「で、どこ行くの?」
「ん〜っ、遠出もいいなって思ったけど、やっぱり今日はこの街を目に焼き付けたいなって。」
「そうだね、それがいいかも。」
彼女の提案に頷けば、嬉しそうな顔を見せる。
なんだかんだ言って、確かに最後は自分が過ごしてきた故郷にいたいよな。
彼女の考えに心底同感した時に、スマホがチカっと光った気がした。
ふとディスプレイを覗くと、松坂から『おい鈴木ぃ!?3年連続皆勤狙うって話は!?』っていううるさいメッセージが表示されている。

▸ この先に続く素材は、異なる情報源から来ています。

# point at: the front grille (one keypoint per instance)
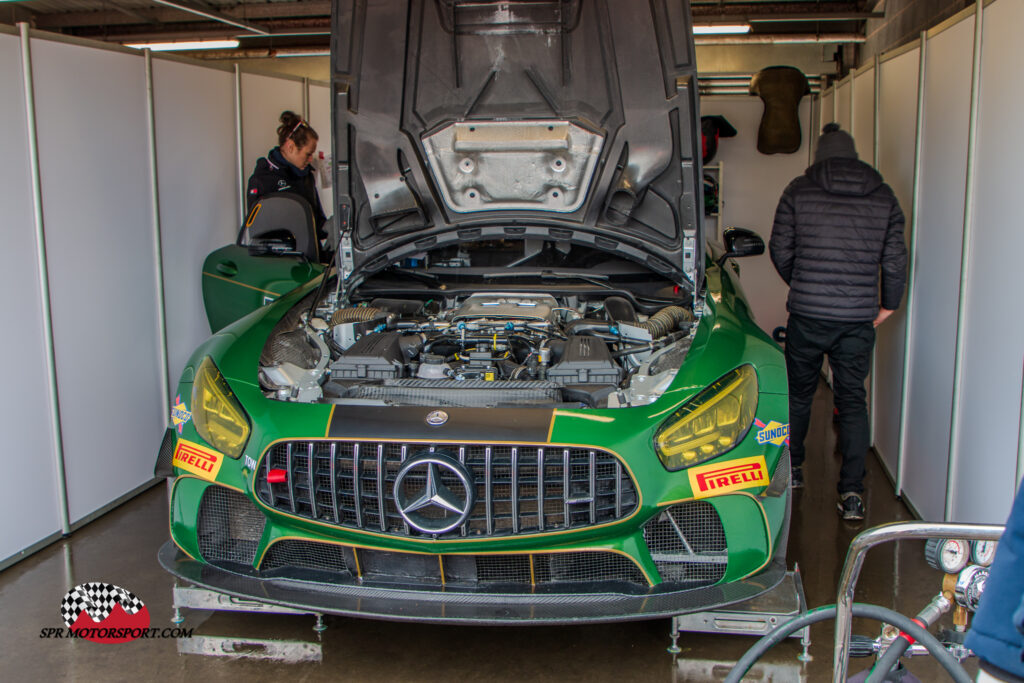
(351, 484)
(556, 569)
(687, 544)
(229, 526)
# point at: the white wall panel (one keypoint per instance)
(320, 118)
(826, 109)
(753, 182)
(96, 200)
(990, 393)
(898, 117)
(947, 83)
(843, 95)
(198, 184)
(263, 98)
(30, 508)
(862, 127)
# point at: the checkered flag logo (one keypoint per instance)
(97, 600)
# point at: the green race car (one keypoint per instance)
(521, 389)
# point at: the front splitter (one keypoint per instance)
(449, 606)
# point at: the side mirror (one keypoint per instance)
(740, 242)
(269, 247)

ああ、なんか1年間休まなかったからそんなことを軽く言ったような。
…だけど、軽く言っただけで本気で狙ってたわけじゃないんだけどなあ。
焦っている松坂を思い浮かべてなんだかクスリとしてしまった。
ごめん、今日だけは許して。
「ねえ、すずくんっ、まずは〜っ、美味しいスイーツ屋さんがあるんだって!そこ!行ってみたい!」
「え、うちの市にそんなのあるの?」
沙月の口から想像外に場所が提案されるから、思わず聞き返してしまう。
なんだか地元を卑下しているみたいだけど、そういうわけじゃなくて。
決して都会ではないから、そんなオシャレな場所があるなんて聞いたこともなかった。